Member of the Virginia House of Delegates from the Monongalia County district
- In office December 7, 1857 – March 1861 Serving with A. G. Davis
- Preceded by: William Lantz
- Succeeded by: Andrew Brown

Personal details
- Born: Alfred Madison Barbour April 17, 1829 Culpeper County, Virginia, US
- Died: April 4, 1866 (aged 36) Montgomery, Alabama, US
- Resting place: Fairview Cemetery, Culpeper, Virginia
- Citizenship: United States Confederate States of America
- Party: Democratic Party
- Spouse: Kate Daniels
- Relations: brother of John S. Barbour, Jr. first cousin once removed of James Barbour and Philip P. Barbour
- Parent(s): John S. Barbour Ella A. Byrne
- Education: University of Virginia Harvard University
- Occupation: lawyer, politician, soldier

Military service
- Allegiance: Confederate States of America
- Branch/service: Virginia Militia Confederate States Army
- Rank: Major(CSA)

= Alfred Madison Barbour =

American lawyer

Alfred Madison Barbour (April 17, 1829 – April 4, 1866) was a Virginia lawyer, one-term delegate in the Virginia House of Delegates and also in the Virginia Secession Convention of 1861. He may be best known for his role as Superintendent of the Harpers Ferry Armory in Harpers Ferry, Virginia (now West Virginia) during John Brown's raid.

Although Barbour voted against secession, he became a major in the Confederate States Army and served as a quartermaster during the American Civil War.

==Early life==
Barbour was born on April 17, 1829, on a plantation in Culpeper County, Virginia. He was the son of John S. Barbour, Member of the U.S. House of Representatives from Virginia's 15th congressional district, and his wife Ella A. Byrne, and had several siblings.

Barbour attended the University of Virginia and Harvard Law School.

==Government service==
Returning to Virginia, Barbour moved to the state's northwest corner. Monongalia County voters once elected him as one of their two representatives in the Virginia House of Delegates, where he served in 1857–1858.

In January 1859, he was appointed as Superintendent at the federal armory in Harpers Ferry, Virginia (now West Virginia). He served there until the American Civil War began in 1861. In October 1859, abolitionist John Brown raided the arsenal. Brown's raiders captured the entire armory and town, which Brown knew to be minimally guarded by civilians, although ultimately he failed and was captured because he remained in town too long. Recent research questions whether Brown really attempted to steal the weapons to support a slave rebellion, considering that explanation Virginia slaveholder propaganda. Barbour wrote that he was visiting the federal armory at Springfield, Massachusetts. "Had I been here, I could have done no good. Old Brown would have taken Gen. Scott if he had been here. A military man could have done nothing more than a civilian, unless there had been a corps of soldiers under him... It is ridiculous to talk about it, as if the presence of a military man [at Harper's Ferry] would have awed Old Brown."

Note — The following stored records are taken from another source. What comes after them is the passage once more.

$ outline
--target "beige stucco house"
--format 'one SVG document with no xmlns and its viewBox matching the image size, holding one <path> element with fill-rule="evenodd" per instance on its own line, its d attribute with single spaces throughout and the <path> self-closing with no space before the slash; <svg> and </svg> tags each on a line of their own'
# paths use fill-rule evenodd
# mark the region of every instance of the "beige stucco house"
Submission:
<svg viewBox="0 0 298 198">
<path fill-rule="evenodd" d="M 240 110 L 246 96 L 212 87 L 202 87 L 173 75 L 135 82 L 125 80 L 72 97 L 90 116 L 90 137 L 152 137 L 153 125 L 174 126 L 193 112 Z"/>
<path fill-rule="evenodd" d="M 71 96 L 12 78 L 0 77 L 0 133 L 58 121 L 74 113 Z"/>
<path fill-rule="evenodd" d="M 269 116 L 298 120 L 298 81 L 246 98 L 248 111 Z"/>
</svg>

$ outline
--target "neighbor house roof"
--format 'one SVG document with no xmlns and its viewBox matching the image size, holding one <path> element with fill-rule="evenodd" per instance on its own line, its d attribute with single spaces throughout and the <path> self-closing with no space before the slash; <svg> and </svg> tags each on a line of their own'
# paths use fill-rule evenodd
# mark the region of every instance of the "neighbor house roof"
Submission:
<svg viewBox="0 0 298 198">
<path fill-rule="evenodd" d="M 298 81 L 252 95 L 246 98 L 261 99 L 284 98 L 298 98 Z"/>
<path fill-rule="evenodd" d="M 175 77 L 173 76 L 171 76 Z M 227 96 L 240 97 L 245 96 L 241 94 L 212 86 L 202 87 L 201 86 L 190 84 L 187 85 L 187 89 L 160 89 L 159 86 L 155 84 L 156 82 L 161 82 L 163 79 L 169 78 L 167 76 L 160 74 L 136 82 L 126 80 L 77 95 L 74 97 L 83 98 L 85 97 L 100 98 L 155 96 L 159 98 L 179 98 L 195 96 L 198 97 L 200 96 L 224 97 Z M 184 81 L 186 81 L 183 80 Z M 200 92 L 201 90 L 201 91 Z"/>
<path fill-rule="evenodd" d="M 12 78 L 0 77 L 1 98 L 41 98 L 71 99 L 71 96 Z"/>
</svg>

Despite the fiasco, voters from Jefferson County elected Barbour and fellow former delegate Logan Osburn to represent them in the Virginia Secession Convention of 1861. While Osburn resolutely voted against secession on both April 4 and April 17, Barbour switched his vote, voting on April 17 to secede, as did his brother James Barbour, who was a delegate representing their native Culpeper County.

==American Civil War==
During the American Civil War, Barbour served in the Confederate States Army as a quartermaster, on the staff of Joseph E. Johnston as well as Leonidas Polk. By December 1861, he had been promoted to quartermaster of all the Confederate armies, but complaints soon arose that he failed to settle accounts, gambled extensively and managed loosely. Major Barbour served in Meridian, Mississippi and by 1864 was demoted to assistant quartermaster in Montgomery, Alabama, where he remained after the war ended, although paroled in Greensboro. Jubal Anderson Early disliked Barbour, who termed him "not energetic or efficient."

==Death==
Alfred Madison Barbour died on April 4, 1866, in Montgomery, Alabama.